BOSTON — Winning her first national figure skating title where it all began was a bit of symmetry for Gracie Gold. As toddlers, Gold and her twin sister, Carly, took their first steps on the ice in the Boston suburbs where they were born.
From that first skate on a frozen marsh to a gold-medal performance in a packed arena, the journey is far from complete.
"The closer we get to Sochi, the more and more I want to be going for a medal. I think it's a realistic goal, and we'll see what happens," she said.
Gold's win resonated across the country. The day after the victory, her name was the nation's seventh-most-searched term, according to Google trends. Only the Golden Globes and various Hollywood stars were more popular that day.
With such an irresistible name, Gold, 18, has read her share of puns. Asked to write a headline after the national championship, she joked, "I think people can get creative and come up with a new one. Maybe something to do with Gold?"
Her suggestion: "Grace Gets Gold."
A natural jumper, Gold's artistry has improved since moving to Los Angeles to work with Frank Carroll in September. After Gold finished fourth at the NHK Trophy in Japan in November, Carroll suggested changing her short program from Three Preludes to Grieg's Piano Concerto. Carroll, who began coaching Gold well after her programs had been in place, thought the music was too jazzy and modern for the judges, Gold said. Working with noted choreographer Lori Nichol added a level of sophistication to her program.

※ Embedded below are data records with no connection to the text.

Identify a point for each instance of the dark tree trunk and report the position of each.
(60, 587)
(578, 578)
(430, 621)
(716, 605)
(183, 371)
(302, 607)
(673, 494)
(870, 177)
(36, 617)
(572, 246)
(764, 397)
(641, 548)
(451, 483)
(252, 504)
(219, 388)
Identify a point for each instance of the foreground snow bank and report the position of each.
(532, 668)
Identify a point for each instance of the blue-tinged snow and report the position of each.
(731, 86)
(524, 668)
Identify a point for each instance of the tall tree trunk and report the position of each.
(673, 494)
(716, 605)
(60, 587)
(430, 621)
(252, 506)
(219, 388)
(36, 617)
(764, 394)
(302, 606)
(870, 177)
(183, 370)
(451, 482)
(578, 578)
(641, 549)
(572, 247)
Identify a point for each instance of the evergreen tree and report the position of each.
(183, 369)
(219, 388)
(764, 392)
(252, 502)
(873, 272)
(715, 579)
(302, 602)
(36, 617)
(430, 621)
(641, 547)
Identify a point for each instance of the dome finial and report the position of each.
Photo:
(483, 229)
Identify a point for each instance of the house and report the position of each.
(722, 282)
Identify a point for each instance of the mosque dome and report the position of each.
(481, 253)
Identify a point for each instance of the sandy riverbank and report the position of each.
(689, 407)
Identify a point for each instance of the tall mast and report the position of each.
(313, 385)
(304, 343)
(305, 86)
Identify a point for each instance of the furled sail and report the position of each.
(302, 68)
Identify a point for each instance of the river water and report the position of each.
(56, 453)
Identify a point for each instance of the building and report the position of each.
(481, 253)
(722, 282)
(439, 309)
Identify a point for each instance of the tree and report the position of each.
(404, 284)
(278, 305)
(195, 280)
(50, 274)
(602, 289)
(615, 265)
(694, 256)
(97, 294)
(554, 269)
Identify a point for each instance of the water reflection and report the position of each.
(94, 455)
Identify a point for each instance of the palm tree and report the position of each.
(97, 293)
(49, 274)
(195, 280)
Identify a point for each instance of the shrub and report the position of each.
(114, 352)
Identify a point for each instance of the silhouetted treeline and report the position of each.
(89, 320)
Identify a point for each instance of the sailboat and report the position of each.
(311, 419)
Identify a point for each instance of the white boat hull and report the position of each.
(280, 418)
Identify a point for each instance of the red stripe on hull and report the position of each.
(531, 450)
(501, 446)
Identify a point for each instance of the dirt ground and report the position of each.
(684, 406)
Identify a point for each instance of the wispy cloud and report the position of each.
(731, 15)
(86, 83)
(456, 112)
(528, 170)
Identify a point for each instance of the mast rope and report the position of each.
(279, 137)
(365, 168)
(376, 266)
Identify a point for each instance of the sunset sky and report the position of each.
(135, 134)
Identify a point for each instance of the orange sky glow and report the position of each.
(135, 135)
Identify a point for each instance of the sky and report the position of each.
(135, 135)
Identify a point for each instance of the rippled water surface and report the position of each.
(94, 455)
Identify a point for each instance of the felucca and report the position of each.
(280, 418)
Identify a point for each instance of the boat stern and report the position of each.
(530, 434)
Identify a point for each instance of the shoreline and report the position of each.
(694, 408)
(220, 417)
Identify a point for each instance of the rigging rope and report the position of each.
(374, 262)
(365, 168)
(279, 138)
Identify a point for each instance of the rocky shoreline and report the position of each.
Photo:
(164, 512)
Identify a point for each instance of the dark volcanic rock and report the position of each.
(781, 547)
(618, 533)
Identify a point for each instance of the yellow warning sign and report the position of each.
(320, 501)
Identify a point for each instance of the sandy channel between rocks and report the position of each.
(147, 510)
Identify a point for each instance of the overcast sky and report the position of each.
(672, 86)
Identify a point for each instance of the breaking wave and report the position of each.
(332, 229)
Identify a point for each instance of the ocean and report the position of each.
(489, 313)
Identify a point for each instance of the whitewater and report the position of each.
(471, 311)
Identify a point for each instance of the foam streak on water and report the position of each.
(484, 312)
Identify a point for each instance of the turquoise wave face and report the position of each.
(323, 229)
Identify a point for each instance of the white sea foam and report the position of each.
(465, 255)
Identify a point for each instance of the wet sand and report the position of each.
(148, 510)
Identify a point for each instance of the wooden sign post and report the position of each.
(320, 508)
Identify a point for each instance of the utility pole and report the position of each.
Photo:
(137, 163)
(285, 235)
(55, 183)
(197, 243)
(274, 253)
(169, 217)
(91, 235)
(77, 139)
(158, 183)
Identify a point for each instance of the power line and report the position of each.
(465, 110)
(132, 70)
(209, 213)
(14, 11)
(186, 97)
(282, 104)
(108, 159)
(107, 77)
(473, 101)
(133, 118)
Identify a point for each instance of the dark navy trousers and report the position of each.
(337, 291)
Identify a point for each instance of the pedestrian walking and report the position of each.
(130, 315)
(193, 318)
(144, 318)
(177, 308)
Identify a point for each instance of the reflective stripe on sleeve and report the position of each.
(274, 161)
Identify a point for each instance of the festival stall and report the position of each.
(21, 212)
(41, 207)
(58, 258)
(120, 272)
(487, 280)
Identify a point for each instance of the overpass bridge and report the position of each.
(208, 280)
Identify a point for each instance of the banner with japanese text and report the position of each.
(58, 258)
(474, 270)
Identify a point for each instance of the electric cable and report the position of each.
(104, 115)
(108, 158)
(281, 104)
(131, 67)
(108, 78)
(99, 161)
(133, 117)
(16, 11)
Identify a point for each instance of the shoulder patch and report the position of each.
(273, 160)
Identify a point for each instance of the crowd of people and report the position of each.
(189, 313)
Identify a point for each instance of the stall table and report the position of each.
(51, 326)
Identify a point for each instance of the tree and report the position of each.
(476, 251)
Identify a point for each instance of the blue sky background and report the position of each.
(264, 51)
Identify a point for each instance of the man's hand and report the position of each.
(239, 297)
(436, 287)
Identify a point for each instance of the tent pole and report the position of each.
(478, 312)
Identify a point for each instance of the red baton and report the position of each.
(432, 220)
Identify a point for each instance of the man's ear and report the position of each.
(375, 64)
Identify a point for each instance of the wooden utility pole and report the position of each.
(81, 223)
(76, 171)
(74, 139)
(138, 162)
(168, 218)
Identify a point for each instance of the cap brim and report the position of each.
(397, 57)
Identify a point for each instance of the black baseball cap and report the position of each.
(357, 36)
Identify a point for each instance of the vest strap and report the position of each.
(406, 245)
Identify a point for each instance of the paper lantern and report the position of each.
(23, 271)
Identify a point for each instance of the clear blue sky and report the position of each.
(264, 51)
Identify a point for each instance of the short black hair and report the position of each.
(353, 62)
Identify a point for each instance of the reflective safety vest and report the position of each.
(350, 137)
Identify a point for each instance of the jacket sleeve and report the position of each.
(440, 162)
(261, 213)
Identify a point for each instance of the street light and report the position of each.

The move to California with mother, Denise, her sister, also a senior-level skater, and their Japanese Chin, Yoshi, was the latest in pursuit of her Olympic dream.
After moving from the Boston area when she was 5, Gold spent most of her childhood in Springfield, Ill. but left after her freshman year of high school to train in the Chicago area.
All the upheaval, including the move to California, paid off. "It's kind of everything that I dreamed of," she said, with a gold medal around her neck. "It's almost too good to be true."